You read this all the time on ad campaigns of cellular companies “fair usage policy applied”. The very much is true for 301 redirect option search engines like Google & Yahoo provide you so that you don’t lose the effort you did on pages or domains that you are not going to use anymore. The best way to do a redirection of your old domain or URL to a new domain or page is using 301 redirect, which is in accordance with the SEO principals and doesn’t hurt your SEO effort on such changes. That’s the primary or “fair” use of 301 redirect as opposed to 302 direct which means the page has moved temporarily. 301 redirect tells the search engines that a specific URL or domain has been moved permanently to a new location and thus clicking on the old link that you find during your search will take you to the new redirected page instead of giving you a 404 error page.
301 redirect is very handy technique and used quite often by many webmasters to point their old sites to a new domain, multiple domain names to one main domain (for example xyz.net to xyz.com), or a URL that is no longer working or required in a domain but has been indexed by search engines and still bringing some traffic. I had experience of using 301 redirects in the past on several of my sites when I developed for example subdomain instead of a folder for a particular keyword. Also, I do run a job portal and once we moved the whole site to a new technology, it was quite tough to synchronize all these pages to the new ones and there were thousands of job URLs appearing on the first page of Google for long-tail phrases (specific jobs in specific location etc). So the best way out for me in that case was to make a 301 redirect of all the old site pages to the new site homepage assuring at least that the customer landed on my new homepage instead of receiving a 404 error page which could be major turn-off for a first time visitor. However, I had to mention through a pop up message screen that the site structure and URL has been changed so a visitor doesn’t feel that he has been taken to a wrong page.
Coming back to “fair policy usage”, many websites exploit this handy technique for their notorious black-hat SEO purposes. They would rank for some pretty easy keyword which has high search volume and then will redirect this page to their original product like Viagra or Weight Loss. This is done by placing a snippet of JavaScript code on your HTML page code. By this method you can specify number of seconds before the visitor is automatically redirected to another page (in your golden days, you must have experienced this on those porn sites where there is a chain of redirects and if your teacher or parents enter there is no way to get rid of all those screens J). The problem is that search engines don’t like it and tend to penalize such URLs ultimately making search engines work much more tough in estimating fair usage of 301 redirect. So if not being used fairly, the 301 redirect one day may become a technique that is not approved by search engines for legitimate SEO and thus all those fair users would become victim of such restrictions.

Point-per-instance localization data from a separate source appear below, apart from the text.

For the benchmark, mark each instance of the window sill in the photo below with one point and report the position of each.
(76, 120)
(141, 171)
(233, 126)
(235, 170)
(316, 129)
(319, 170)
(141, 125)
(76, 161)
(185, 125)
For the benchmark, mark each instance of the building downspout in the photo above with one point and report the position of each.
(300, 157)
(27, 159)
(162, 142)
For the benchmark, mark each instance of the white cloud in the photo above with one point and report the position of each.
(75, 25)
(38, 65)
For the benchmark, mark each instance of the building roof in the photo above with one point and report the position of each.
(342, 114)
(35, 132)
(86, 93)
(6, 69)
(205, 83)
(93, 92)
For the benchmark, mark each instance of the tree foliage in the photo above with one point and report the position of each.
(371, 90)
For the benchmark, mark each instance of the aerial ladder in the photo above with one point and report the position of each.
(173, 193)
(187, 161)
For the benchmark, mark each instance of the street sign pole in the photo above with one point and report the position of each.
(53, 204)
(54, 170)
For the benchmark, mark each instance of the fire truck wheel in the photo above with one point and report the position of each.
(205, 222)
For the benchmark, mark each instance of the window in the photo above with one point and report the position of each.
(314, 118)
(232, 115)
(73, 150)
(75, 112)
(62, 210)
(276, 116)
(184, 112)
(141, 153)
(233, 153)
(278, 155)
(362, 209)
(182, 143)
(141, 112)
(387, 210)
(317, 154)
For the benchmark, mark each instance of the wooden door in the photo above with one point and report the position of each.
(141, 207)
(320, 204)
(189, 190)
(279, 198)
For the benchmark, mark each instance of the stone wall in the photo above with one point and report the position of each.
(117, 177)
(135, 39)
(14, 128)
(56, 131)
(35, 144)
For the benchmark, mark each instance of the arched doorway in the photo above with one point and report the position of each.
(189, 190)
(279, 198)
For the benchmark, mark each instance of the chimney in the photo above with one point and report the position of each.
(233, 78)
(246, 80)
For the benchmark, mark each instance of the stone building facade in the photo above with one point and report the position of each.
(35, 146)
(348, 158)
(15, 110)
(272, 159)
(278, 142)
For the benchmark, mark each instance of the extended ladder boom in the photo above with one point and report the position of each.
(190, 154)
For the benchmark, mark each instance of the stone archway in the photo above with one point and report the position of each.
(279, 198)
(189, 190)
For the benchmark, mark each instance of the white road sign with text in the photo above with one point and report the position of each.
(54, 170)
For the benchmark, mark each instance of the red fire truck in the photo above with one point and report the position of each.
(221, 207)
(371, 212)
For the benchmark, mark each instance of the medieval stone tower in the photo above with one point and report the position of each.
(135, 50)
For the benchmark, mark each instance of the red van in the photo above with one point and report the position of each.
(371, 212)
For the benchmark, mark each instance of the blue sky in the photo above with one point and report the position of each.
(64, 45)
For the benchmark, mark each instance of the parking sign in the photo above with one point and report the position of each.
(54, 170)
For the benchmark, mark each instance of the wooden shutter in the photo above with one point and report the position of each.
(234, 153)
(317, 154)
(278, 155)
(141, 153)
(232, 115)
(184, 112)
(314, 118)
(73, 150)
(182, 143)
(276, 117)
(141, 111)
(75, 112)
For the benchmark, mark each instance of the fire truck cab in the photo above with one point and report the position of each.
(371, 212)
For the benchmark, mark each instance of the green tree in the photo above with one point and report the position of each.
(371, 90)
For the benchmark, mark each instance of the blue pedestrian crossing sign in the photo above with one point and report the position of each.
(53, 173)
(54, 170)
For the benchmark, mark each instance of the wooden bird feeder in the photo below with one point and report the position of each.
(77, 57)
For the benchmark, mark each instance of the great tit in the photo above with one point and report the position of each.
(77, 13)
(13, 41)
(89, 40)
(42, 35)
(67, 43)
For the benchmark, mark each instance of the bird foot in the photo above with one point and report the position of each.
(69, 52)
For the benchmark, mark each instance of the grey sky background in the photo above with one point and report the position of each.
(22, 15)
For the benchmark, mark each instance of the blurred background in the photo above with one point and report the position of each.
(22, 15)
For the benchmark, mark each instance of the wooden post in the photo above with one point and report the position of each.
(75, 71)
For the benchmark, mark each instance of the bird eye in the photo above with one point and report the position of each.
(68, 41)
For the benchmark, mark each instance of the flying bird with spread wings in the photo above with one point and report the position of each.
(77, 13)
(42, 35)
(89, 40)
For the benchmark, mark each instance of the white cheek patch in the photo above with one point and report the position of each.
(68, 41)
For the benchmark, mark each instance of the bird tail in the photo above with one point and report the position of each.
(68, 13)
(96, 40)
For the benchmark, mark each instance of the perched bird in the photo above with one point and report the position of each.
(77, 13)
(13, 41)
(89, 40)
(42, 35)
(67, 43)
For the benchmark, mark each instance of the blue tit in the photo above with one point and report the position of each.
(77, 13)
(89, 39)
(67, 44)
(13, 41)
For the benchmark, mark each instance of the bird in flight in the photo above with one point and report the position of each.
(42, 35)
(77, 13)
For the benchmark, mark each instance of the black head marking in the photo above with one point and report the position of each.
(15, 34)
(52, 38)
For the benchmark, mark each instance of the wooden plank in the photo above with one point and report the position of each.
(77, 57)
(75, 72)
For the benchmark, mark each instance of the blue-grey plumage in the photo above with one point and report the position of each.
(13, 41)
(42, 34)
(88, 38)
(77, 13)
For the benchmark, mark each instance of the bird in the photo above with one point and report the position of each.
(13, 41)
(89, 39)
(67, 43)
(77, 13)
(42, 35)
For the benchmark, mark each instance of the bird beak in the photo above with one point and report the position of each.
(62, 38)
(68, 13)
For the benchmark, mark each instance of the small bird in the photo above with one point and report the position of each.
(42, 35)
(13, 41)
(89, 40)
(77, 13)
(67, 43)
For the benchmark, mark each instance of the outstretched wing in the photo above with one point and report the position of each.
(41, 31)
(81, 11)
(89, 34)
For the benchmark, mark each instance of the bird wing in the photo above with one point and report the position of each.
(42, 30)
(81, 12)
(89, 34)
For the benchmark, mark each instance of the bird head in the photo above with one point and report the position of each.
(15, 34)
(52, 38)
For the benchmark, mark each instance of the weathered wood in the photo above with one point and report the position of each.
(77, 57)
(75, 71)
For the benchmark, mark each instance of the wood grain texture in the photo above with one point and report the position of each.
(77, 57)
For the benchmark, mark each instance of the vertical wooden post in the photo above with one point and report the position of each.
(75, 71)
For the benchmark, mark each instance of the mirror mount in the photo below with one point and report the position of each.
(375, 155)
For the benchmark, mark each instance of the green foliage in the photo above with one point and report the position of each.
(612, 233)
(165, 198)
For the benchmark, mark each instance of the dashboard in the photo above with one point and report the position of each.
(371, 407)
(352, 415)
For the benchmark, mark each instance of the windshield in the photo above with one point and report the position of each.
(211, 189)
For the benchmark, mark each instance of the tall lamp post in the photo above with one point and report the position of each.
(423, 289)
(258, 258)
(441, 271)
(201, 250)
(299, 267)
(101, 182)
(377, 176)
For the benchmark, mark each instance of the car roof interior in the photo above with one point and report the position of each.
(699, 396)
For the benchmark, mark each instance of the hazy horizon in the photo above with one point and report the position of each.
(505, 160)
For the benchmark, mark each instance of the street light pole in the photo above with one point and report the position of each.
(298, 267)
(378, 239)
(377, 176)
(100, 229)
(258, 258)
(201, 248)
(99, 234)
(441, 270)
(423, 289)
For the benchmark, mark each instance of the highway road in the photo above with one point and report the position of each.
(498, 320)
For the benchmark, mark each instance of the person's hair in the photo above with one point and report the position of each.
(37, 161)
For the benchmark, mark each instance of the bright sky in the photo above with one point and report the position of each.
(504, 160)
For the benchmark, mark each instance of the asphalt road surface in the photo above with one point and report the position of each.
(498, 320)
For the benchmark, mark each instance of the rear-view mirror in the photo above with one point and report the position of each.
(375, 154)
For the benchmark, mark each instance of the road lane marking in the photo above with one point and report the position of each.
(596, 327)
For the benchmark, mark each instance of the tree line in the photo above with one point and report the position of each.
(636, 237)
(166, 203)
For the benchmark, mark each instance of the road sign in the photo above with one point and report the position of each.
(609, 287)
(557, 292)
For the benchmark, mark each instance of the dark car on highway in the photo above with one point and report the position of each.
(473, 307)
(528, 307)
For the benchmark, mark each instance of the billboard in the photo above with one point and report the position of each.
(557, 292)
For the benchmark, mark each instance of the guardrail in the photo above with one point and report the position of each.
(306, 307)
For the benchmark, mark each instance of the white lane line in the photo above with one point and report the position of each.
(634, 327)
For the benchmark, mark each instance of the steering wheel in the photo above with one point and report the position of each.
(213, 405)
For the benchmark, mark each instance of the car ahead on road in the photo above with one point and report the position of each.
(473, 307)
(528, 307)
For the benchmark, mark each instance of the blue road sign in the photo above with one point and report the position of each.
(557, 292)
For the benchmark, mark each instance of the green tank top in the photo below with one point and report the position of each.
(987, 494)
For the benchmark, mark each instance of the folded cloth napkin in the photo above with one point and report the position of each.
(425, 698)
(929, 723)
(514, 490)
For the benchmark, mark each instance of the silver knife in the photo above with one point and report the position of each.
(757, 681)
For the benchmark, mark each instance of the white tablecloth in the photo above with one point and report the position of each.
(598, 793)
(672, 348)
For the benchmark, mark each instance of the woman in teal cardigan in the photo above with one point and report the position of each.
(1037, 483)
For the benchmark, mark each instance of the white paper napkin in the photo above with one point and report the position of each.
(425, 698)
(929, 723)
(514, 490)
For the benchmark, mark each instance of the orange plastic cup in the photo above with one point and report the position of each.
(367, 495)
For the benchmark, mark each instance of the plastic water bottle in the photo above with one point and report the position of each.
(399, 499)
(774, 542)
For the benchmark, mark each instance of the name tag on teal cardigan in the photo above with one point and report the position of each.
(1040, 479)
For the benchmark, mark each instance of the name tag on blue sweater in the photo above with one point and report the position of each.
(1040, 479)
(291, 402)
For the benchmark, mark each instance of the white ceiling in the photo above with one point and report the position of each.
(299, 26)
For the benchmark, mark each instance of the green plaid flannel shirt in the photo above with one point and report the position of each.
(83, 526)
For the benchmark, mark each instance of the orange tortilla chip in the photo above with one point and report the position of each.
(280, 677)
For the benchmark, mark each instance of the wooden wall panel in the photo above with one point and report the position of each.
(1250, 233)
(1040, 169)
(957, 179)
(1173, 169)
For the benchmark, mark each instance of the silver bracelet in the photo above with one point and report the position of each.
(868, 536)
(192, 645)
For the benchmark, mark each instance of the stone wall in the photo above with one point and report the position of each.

On the positive side of it, many of SEO webmasters use 301 redirect to strengthen the link building authority of their landing page by redirecting several of their authority pages of different backlink profiles. As said earlier in my “think human, think Google” post, that it’s better to be natural and do things the way they should be done. As 301 redirect was not made for bringing link strength from different pages to a landing page, in my opinion using such technique, even though its allowed and being practiced widely, should be avoided. This is just to make sure we don’t annoy search engines with our derivative of benefits where we will bear the brunt with unexpected algorithm changes all through the year and no one will know legitimate from illegitimate in SEO best practices.
One last point to consider while you are doing a redirect of multiple pages to your landing page, that all the anchor text used in backlinking profile of all these pages must be present on the new redirected page, at least in the content, if not in the META. This way, the least I can assure you that you will not lose the affect of your linkbuiliding strength coming from multiple pages that were redirected to your landing page. Just to make it easy, for example if you have this page abc.com/my-product.html that has a backlink with an anchor text “my product” and you are redirecting it to your main page abc.com. Just make sure that the phrase “my product” is there in the content of the homepage. This will help you maintain your SERP for that keyword and preserve 90-99% of backlinking profile of 301 redirected page.
To conclude, the only fair usage of 301 redirect is when you are moving a URL or a domain name permanently to another URL and not to strengthen the landing page authority by using the backlinking profile of the redirected pages. Let’s give search engines chance to develop more user-friendly technology for the net surfer rather than fighting unfair usage and twisted SEO efforts adopted by many of us.